The new cannabis customer may be turning away from pharmaceutical solutions in search of more natural remedies and aids. For them, sustainable approaches are an important lifestyle choice.
Common misconceptions have consumers believing that cannabis cultivation is on par with that of environmentally sustainable industrialized hemp.
Cannabis production, however, is a huge consumer of resources. According to a recent article by Diane Peters called “The Greening of Green”, cannabis plants consume huge amounts electricity: the city of Denver recently reported that 4% of its electricity was being used by the cannabis industry. Another report claims that 1% of U.S electrical output is used for cannabis cultivation. Plants need water – as much as 5 gallons of water per plant per day – as well as nutrients and fertilizer. They generate herbicide-filled wastewater that’s being dumped into sewers. The product attracts a ‘green’ crowd, but most production today is not very environmentally friendly.
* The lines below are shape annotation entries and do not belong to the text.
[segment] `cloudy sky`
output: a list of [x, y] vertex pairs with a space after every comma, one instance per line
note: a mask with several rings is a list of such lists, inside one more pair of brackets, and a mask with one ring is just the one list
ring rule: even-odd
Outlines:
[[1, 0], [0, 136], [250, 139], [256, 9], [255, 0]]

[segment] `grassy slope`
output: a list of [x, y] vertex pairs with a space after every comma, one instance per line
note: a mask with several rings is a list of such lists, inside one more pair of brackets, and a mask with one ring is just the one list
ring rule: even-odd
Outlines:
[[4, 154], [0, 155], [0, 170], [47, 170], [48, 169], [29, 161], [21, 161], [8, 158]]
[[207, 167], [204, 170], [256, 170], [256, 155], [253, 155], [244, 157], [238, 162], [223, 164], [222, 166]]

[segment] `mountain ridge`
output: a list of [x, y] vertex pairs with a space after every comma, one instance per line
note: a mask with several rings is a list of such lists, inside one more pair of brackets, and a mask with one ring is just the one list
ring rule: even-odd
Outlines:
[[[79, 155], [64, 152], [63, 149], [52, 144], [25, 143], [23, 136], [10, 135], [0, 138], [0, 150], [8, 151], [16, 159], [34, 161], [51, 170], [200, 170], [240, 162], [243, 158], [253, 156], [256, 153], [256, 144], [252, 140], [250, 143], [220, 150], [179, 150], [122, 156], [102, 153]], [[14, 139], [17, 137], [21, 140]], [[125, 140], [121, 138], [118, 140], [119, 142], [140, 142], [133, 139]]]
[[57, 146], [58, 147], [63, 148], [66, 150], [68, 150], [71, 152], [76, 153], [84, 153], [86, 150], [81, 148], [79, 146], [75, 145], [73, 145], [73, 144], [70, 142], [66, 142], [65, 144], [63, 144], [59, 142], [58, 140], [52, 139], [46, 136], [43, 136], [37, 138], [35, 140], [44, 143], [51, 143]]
Some companies are looking for ways to become more aligned to many of their customers’ greener values. “I realized that if we were growing cannabis in a way that destroyed the planet for a profit, we were no better than an oil company,” said Jesse Peter of Eco Firma Farms in Oregon. Jesse and many green-minded producers are trying to turn down the lights and lower their costs and carbon footprint.
Sustainability will become a strong proof point for some brands. Customers will demand it, and search for evidence of greener practices among their product options.
Here are 4 ways cannabis will grow greener:
Cannabis plants are mostly grown in buildings where they have 24/7 lights and supporting cooling and dehumidifying controls. Companies are seeking lower wattage solutions by using LED lights, which also lower the building’s heat. Some are building greenhouse facilities: the added cost of security for these outdoor buildings are offset by savings. Solar and wind energy sources are green choices for producers.
Many innovative companies are looking to new and advanced ways to minimize their environmental impact. Licensed producers are managing wastewater using aquaponics—a system that combines conventional aquaculture and hydroponics. Plants are grown in water fertilized by waste produced by aquatic animals swimming in adjoining tanks. The systems swap water, wasting little, and using 90% less than conventional growing practices. Across the industry, similar closed-loop systems to manage and reuse water consumption are growing in usage and appreciation.
Today, single-use plastics are a huge pain point for environmental sustainability. New cannabis companies would do well if they found ways to make sure they weren’t contributing to the pile. Reusable, biodegradable and compostable packaging will serve green consumers better.
Making a visible contribution to a cause can be another way to support and even bring action to sustainability issues, as well as other important contributions. Companies can support forests and promote conservation. Many producers keep their giving local, with donations to parks, food banks, school education programs, and community gardens.